# Questions about the .22LR



## budgetprepp-n (Apr 7, 2013)

I bought a semi automatic .22LR rifle and I thought I should beef up my supply of 22 ammo so I could play a little.
It looks like the ammo on line is going for about .10 plus shipping a round for hollow point.
Is this really high or this going to be the new normal? $50 for a 500 round brick? OUCH 

Also I heard the Remington Golden Bullet is not a good ammo for semi auto----Causes jams? anyone use this brand?


----------



## ekim (Dec 28, 2012)

You can do better than .10 a round if you search, take some time to look. Most semi auto .22's are ammo picky and hollow point seem to make it worse. Buy small amounts til you find what your gun likes.


----------



## Ripon (Dec 22, 2012)

I ordered a reloading press from Cabellas 10 days ago and they were selling a premium 325 round brick for 17.99 but limit one per order. $.10 a round is too much right now, 7 or 8 cents should be the pricing even lower. It's starting to settle back, but will probably take another 3 months. Buy only what you need right now and wait. 

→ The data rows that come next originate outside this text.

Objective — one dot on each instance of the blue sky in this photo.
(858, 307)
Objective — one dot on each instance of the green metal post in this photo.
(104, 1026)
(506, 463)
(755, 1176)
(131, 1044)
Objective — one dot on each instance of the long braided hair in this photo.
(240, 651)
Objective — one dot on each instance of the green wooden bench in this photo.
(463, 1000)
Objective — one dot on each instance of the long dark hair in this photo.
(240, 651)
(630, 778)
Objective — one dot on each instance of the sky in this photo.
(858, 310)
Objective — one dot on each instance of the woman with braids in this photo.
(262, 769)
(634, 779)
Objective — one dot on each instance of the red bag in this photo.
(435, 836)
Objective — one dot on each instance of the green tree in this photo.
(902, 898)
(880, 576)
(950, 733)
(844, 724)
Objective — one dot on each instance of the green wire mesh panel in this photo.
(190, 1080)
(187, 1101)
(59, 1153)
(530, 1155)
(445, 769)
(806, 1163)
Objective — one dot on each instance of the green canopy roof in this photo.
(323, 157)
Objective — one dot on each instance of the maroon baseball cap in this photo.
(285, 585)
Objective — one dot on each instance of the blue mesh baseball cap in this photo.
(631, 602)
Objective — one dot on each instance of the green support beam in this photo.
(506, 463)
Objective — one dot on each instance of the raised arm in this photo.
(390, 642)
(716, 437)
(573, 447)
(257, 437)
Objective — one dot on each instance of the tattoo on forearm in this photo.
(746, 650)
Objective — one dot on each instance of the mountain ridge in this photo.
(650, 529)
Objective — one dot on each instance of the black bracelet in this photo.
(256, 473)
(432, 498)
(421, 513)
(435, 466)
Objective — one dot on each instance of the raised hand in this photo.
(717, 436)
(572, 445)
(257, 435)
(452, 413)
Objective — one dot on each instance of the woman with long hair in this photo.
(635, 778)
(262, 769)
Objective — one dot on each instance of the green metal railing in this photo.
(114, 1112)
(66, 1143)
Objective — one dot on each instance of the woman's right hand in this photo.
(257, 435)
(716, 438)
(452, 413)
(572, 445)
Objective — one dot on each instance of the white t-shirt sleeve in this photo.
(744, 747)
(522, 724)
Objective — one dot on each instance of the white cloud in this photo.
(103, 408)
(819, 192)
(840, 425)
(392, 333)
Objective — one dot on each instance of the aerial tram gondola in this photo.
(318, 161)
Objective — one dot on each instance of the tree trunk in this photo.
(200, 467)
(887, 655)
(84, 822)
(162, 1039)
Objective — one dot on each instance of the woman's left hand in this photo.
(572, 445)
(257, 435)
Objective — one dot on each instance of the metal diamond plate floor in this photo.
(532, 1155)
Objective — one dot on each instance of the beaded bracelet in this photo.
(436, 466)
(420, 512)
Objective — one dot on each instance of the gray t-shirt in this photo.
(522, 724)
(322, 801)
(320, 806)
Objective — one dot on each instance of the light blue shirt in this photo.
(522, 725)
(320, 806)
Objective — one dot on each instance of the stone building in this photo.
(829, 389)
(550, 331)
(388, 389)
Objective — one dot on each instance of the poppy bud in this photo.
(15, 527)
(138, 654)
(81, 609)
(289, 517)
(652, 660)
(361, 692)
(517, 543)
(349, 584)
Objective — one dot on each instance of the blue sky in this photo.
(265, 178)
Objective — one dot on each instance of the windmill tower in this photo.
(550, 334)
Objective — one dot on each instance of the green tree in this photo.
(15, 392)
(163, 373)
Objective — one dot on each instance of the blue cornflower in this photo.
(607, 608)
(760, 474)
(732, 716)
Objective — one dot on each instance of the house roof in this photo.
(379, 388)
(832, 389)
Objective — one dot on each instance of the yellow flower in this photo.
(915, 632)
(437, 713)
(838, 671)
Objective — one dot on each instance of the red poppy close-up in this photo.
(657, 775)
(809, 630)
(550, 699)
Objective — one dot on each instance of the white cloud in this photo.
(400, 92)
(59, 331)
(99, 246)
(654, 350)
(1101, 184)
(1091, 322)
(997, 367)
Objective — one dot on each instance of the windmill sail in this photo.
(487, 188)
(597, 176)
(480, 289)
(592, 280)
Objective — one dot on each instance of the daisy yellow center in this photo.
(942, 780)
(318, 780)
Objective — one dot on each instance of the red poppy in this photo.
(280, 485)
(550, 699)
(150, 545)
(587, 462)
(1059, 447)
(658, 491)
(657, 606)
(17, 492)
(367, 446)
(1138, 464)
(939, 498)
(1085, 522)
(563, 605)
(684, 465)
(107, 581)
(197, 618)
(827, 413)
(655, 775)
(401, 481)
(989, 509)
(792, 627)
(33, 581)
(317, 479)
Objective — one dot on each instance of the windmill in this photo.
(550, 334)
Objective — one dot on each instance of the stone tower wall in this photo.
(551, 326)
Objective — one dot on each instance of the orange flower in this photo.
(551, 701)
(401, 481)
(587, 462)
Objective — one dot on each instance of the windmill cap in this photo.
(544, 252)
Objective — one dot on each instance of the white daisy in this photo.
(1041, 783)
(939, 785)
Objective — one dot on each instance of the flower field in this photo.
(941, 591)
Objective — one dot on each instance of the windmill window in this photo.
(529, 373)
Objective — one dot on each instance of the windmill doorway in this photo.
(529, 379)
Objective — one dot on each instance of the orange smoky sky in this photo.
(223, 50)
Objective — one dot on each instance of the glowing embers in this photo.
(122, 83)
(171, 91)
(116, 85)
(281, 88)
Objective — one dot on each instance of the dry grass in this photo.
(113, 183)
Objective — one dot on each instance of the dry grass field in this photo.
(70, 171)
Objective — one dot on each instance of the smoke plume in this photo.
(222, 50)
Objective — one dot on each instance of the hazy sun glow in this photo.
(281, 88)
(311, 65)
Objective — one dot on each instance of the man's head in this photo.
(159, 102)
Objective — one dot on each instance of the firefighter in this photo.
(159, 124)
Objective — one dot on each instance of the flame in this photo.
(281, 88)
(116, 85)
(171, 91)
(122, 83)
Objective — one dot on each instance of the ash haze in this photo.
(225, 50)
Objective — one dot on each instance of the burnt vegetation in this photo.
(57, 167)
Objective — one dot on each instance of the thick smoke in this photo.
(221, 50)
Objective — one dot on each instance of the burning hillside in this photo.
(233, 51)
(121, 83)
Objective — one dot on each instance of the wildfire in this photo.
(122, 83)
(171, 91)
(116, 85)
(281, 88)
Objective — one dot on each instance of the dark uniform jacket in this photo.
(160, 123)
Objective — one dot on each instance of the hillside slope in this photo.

BTW I use to order 2100 rounds from Cabellas with a nice ammo can for $79.99 and get free shipping if I ordered two. That was just 15 months ago. That's under .04 a round and what we need to get back too.


----------



## SDF880 (Mar 28, 2013)

What .22LR rifle did you buy? 22 ammo is ridiculous right now on-line for the most part but I have found a few regular prices occasionally (pure luck!). This is the craziest time I have ever seen with .22. Some folks say it is coming back most say they can't find it. Seems to be plenty on-line for crazy prices! 

I have tried Remington and it shoots fine out of my SR-22 and all my 22 revolvers but I get too many FTF/FTE from my 10/22. I have had good luck with anything CCI, Stingers, Mini-mags, standard rounds. I have also had some good shooting with Aguila Hi-velocity HP or solid point ammo. Some folks will tell you this ammo is shit and that may be for them but overall it seems to work fine for me! 22 ammo is just too fickle! What works for me may not work for you but works for others. I think you just have to try various rounds and find what works for you.


----------



## Slippy (Nov 14, 2013)

budgetprepp-n said:


> I bought a semi automatic .22LR rifle and I thought I should beef up my supply of 22 ammo so I could play a little.
> It looks like the ammo on line is going for about .10 plus shipping a round for hollow point.
> Is this really high or this going to be the new normal? $50 for a 500 round brick? OUCH
> 
> Also I heard the Remington Golden Bullet is not a good ammo for semi auto----Causes jams? anyone use this brand?


I've shot thousands upon thousands of rounds of .22lr and it is a dirty round. Clean your weapon regularly. Remington Golden works fine but I prefer CCI Mini-Mags or CCI Stinger rounds over most in my semis. I like most Federal brand too but hollow points can cause some failures. The new norm is to buy whatever you can find. Who the hell cares if it ten cents or 11 cents per round vs. 2.5 cents 7 years ago? Buy whatever you find in my opinion.

What brand of weapon did you buy? Just to piss you off, and I've posted this recently, I try and rotate my old ammo stock and recently shot through a brick of .22lr that I paid 8.99 back in 2006.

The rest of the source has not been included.